Enmetazobactam is categorized under the following therapeutic classes: Anti-Bacterial Agents, Anti-Infective Agents, Aza Compounds, Beta-Lactam Antibacterials, beta-Lactamase Inhibitors, Cytochrome P-450 CYP2E1 Inhibitors, Cytochrome P-450 CYP2E1 Inhibitors (strength unknown), Cytochrome P-450 Enzyme Inhibitors, Enzyme Inhibitors, Extended-spectrum beta-lactamase inhibitors. These classifications highlight the drug's diverse therapeutic applications and its importance in treating various conditions.

Enmetazobactam is a type of Anti-infective Agents

Anti-infective agents are a vital category of pharmaceutical active pharmaceutical ingredients (APIs) used in the treatment of various infectious diseases. These agents play a crucial role in combating bacterial, viral, fungal, and parasitic infections. The demand for effective anti-infective APIs has grown significantly due to the increasing prevalence of drug-resistant microorganisms.

Anti-infective APIs encompass a wide range of substances, including antibiotics, antivirals, antifungals, and antiparasitics. Antibiotics are particularly important in fighting bacterial infections and are further categorized into different classes based on their mode of action and target bacteria. Antivirals are designed to inhibit viral replication and are essential in the treatment of viral infections such as influenza and HIV. Antifungals combat fungal infections, while antiparasitics are used to eliminate parasites that cause diseases like malaria and helminthiasis.

The development and production of high-quality anti-infective APIs require stringent manufacturing processes and adherence to regulatory standards. Pharmaceutical companies invest heavily in research and development to discover new and more effective anti-infective agents. Additionally, ensuring the safety, efficacy, and stability of these APIs is of utmost importance.

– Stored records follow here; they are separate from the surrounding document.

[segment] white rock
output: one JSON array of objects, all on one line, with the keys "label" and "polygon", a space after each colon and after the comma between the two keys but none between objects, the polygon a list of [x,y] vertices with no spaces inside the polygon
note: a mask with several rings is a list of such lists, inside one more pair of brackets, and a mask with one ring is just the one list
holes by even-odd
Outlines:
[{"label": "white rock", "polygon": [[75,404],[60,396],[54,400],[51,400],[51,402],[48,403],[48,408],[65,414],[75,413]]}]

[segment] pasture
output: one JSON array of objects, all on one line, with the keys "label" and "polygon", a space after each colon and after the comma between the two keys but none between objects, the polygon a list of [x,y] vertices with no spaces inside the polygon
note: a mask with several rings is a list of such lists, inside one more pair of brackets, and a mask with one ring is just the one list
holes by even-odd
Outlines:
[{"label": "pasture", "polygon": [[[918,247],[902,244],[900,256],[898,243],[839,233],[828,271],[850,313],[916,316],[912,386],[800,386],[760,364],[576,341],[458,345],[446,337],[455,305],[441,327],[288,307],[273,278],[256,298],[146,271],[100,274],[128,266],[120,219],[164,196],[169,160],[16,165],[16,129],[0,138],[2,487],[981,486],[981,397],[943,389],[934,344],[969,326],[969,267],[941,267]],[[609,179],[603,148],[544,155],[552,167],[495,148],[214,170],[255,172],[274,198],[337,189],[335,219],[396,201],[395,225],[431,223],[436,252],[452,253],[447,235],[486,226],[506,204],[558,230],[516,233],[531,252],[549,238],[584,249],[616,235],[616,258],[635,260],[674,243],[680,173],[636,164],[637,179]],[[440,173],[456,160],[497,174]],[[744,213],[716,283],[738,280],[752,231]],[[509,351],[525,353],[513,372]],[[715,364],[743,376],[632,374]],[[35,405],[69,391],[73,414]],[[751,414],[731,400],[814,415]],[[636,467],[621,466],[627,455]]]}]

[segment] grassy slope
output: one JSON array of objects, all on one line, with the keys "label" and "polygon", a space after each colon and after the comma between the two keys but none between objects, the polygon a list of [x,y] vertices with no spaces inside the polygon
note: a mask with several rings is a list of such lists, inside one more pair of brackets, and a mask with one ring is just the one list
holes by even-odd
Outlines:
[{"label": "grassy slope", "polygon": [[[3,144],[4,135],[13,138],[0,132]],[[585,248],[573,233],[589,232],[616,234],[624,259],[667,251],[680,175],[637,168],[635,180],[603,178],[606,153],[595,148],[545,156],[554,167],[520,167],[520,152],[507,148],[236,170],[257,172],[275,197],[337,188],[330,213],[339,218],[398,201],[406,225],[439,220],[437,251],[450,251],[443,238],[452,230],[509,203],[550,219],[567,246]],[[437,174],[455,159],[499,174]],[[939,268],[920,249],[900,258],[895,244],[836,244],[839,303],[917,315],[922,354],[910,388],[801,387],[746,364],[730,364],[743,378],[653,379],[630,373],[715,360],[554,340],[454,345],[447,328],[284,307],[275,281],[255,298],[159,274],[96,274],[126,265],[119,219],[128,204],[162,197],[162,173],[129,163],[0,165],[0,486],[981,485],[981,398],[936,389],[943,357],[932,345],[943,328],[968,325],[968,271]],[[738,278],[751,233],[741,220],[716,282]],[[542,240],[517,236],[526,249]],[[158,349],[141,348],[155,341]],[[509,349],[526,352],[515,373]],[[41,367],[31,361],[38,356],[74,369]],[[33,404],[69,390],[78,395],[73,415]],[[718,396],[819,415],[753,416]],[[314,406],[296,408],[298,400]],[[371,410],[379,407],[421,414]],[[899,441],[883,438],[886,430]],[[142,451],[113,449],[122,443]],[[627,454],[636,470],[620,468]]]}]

The global market for anti-infective APIs is driven by factors such as the rising incidence of infectious diseases, the emergence of new and drug-resistant pathogens, and the growing demand for improved healthcare infrastructure. Continuous advancements in pharmaceutical technology and the development of innovative drug delivery systems further contribute to the expansion of this market.

In conclusion, anti-infective agents are a critical category of pharmaceutical APIs that play a pivotal role in treating infectious diseases. Their effectiveness in combating various types of infections makes them essential components in the arsenal of modern medicine.